Add `kde` function and tests to RustPython statistics module #6030

jackoconnordev · 2025-07-24T16:40:03Z

Description

Adds the kde function to RustPython's standard library alongside Python unit tests. Function and tests were copied as is from CPython 3.13, but in order for the new tests to complete on the order of seconds instead of hours I adjusted some "magic constants".

From my local testing, the builtin sorted function is the bottleneck here. CPython will sort a list of 1 million random integers in a few hundred milliseconds making it suitable to be used in a unit test. RustPython is not yet capable of this.

Using `kde` in the interpreter

This example is taken from kde function's docstring.

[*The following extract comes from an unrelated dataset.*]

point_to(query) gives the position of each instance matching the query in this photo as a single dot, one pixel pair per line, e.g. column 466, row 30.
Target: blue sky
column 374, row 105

>>>>> from statistics import kde
>>>>> sample = [-2.1, -1.3, -0.4, 1.9, 5.1, 6.2]
>>>>> f_hat = kde(sample, h=1.5)
>>>>> sum(f_hat(x) for x in range(-20, 20))
1.0
>>>>> # ^ sum of probabilities == 1
>>>>> 
>>>>> cdf = kde(sample, h=1.5, cumulative=True)
>>>>> round(cdf(7.5) - cdf(4.5), 2)
0.22
>>>>> # ^ probability of a value between 7.5 and 4.5 being drawn from the sample's estimated probability distribution

whats_left.py diff

Following is the result of diffing the output of python -I whats_left.py with and without the kde function added.

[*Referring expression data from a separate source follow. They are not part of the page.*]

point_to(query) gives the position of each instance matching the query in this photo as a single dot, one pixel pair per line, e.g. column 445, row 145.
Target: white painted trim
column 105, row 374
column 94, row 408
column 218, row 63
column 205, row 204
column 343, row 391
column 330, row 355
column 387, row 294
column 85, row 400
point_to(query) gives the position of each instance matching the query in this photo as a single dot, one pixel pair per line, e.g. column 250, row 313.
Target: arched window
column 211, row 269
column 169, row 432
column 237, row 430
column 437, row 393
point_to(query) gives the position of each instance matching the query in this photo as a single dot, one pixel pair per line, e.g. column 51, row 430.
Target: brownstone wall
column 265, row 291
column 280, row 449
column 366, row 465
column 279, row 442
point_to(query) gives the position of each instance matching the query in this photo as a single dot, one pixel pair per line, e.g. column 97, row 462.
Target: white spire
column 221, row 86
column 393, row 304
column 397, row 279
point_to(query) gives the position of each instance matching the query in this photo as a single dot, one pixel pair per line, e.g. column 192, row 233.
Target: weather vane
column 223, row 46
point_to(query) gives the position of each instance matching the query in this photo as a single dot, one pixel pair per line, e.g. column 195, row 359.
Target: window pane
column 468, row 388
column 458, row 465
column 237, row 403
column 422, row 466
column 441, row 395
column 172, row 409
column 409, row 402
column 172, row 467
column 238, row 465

✦ ❯ diff with-kde.txt without-kde.txt 
1449a1450,1467
> statistics._SQRT2
> statistics.__annotations__
> statistics._decimal_sqrt_of_frac
> statistics._float_sqrt_of_frac
> statistics._integer_sqrt_of_frac_rto
> statistics._kernel_invcdfs
> statistics._mean_stdev
> statistics._newton_raphson
> statistics._quartic_invcdf
> statistics._quartic_invcdf_estimate
> statistics._rank
> statistics._sqrt_bit_width
> statistics._sqrtprod
> statistics._triweight_invcdf
> statistics._triweight_invcdf_estimate
> statistics.kde
> statistics.kde_random
> statistics.pi
1710c1728
< #  implemented 94
---
> #  implemented 93
1713,1715c1731,1733
< #  missing_items 115
< #  mismatched_items 67
< #  mismatched_doc_items 60
---
> #  missing_items 116
> #  mismatched_items 68
> #  mismatched_doc_items 61

Example output showing original numbers are too slow to be appropriate

# Example of running TestKDE without adjusting the numbers

✦ ❯ time cargo run --release -- -m test -v -u cpu test_statistics -m TestKDE
    Finished `release` profile [optimized] target(s) in 0.17s
     Running `target/release/rustpython -m test -v -u cpu test_statistics -m TestKDE`
== RustPython 3.13.0alpha (heads/main:96f47a415, Jul 23 2025, 04:28:38) [RustPython 0.4.0 with rustc 1.88.0 (6b00bc388 2025-06-23)]
== Linux-6.12.8-200.fc41.x86_64-x86_64-with-glibc2.35 little-endian
== cwd: /tmp/test_python_318016
== CPU count: 12
== encodings: locale=utf-8, FS=utf-8
Run tests sequentially
0:00:00 load avg: 1.28 [1/1] test_statistics
test_kde (test.test_statistics.TestKDE.test_kde) ... ok
test_kde_kernel_invcdfs (test.test_statistics.TestKDE.test_kde_kernel_invcdfs) ... ok
test_kde_random (test.test_statistics.TestKDE.test_kde_random) ... ^C
^Z
[2]+  Stopped                 cargo run --release -- -m test -v -u cpu test_statistics -m TestKDE

real	55m28.234s
user	0m0.000s
sys	0m0.007s

Summary by CodeRabbit

Bug Fixes
- Improved input validation for the normal distribution inverse CDF function, allowing more flexibility in parameter values.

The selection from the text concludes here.